Day after day the weather was humid and lethargic, with pulses of sheet lightning in the evenings. All the women dressed skimpily. I had no sense of being pretty, but did feel in possession of some mysterious new power, a little. I noticed that men were willing to take their time with me, to help me out, and that I didn't seem to have to do anything to earn this attention. I believed they were interested in my “talent.”

Then the week ended, the lady painters all left except for me, and the writers arrived. My heart sank. They were an ungainly group: a stooped fellow in a short-sleeved shirt who made claymation films and wished to learn how to write crime novels; a retired Ottawa Valley schoolteacher documenting her dead husband's war experiences; a poet named L'Orren who had actually published her poetry in journals with names like
Axis
and
Penumbra
. L'Orren had a stormy mass of dark hair that she kept capturing in a large saw-toothed barrette and then releasing, like a little animal. She wore black liquid eyeliner and semitransparent Indian shirts with black tights, despite the heat.

There was a playwright, Steve, hoping to improve his dialogue. Also a fellow with cloudy glasses who said that he had been working on his “picaresque sci-fi” novel,
Dark Matter
, for the past four years. I thought he'd said “picturesque.” Dinner that first night was awkward and there was no Ping-Pong afterward.

The next morning, the group gathered on the deep front porch, dragging the wicker chairs into a semicircle. We exchanged names and a few words about our projects then lapsed into silence, waiting for the arrival of John Updike. He was late. “Well, I have some poems I could read,” said L'Orren, but just then a tall, ruddy-faced, bony-shouldered figure dashed up the steps with a stack of books and papers in his arms. He wore khakis and a button-down oxford-cloth shirt with pale blue stripes.

“I apologize, everyone—crossing the border took longer than I expected.” He took in our listless group and patted one of the white faux-colonial columns that framed the porch.

“This is all rather grand. I was expecting little cabins.”

He handed out the week's assignments and a long, long reading list. I recognized a few names—Philip Roth, James Thurber, Marcel Proust. None of which I had read. One woman, Edith Wharton.

L'Orren offered him her chair but he sat on the top step of the porch with his back against a column, smoking a cigarette. He'd been going through customs at Niagara Falls, he explained, when the authorities undertook a very thorough search of his car, an “unremarkable” Ford Falcon.

“I had nothing to hide,” he said, “but I was overwhelmed by a t-tidal wave of irrational g-guilt.”

A stutter! I looked away. What if it triggered mine?

“Everyone feels like a criminal when they cross a border,” said L'Orren. That earned a smile from John Updike.
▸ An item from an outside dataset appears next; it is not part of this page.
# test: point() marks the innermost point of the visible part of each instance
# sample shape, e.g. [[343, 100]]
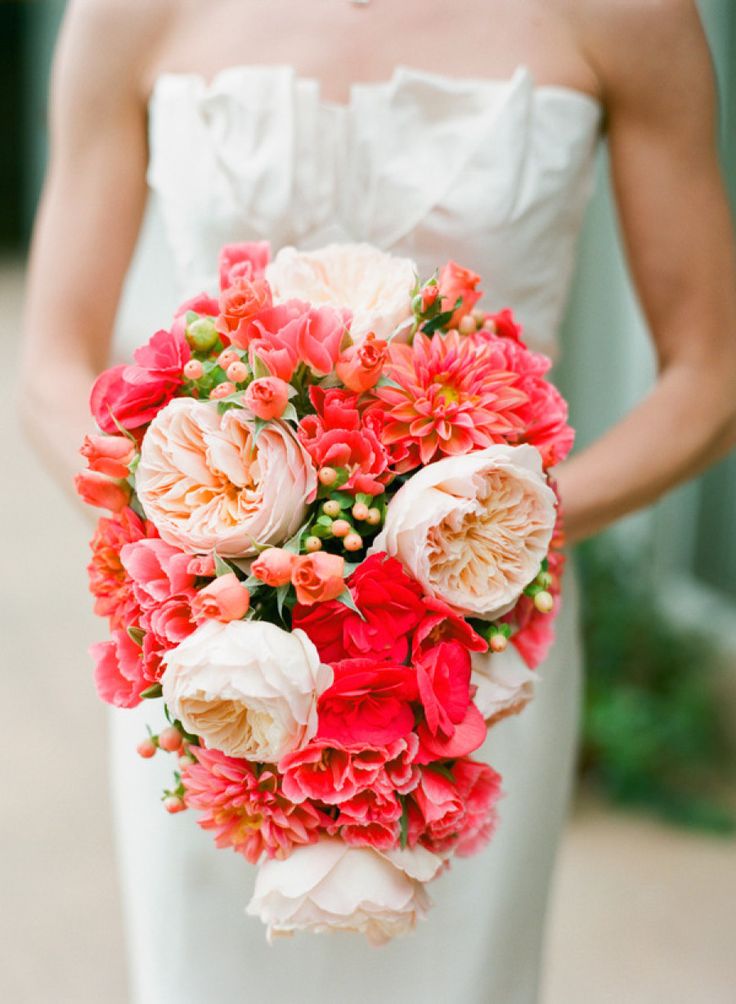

Our first assignment was to describe one five-minute period in our day. It was to be a close description of what we observed, not our finer emotions, or, God forbid, ideas. “Ideas are easy,” he said. “First, tell me what you
see
.”

What I saw was L'Orren beside me, gazing at the lawn and the push mower that had been abandoned there with avid, writerly eyes, already basking in the radiance of the ordinary. “I thought Art Week was over,” I whispered to her, but her frown shushed me.

He set up appointments with each of us and collected our bits of writing. Then, with a kind of relish, as if describing a good meal, he told us that writing was “mostly an ongoing experience of self-doubt and falling short of the mark.” He laughed, a sharp sound, almost a bray. “But an absolute freedom exists on the blank page, and we must make use of it.”

The next morning after breakfast I found him waiting for me on the steps of the porch, smoking. His way with a cigarette was languid, a little feminine. The day was already still and hot; the cicadas had begun to make the sound that marks the zenith of summer just before the downward tilt.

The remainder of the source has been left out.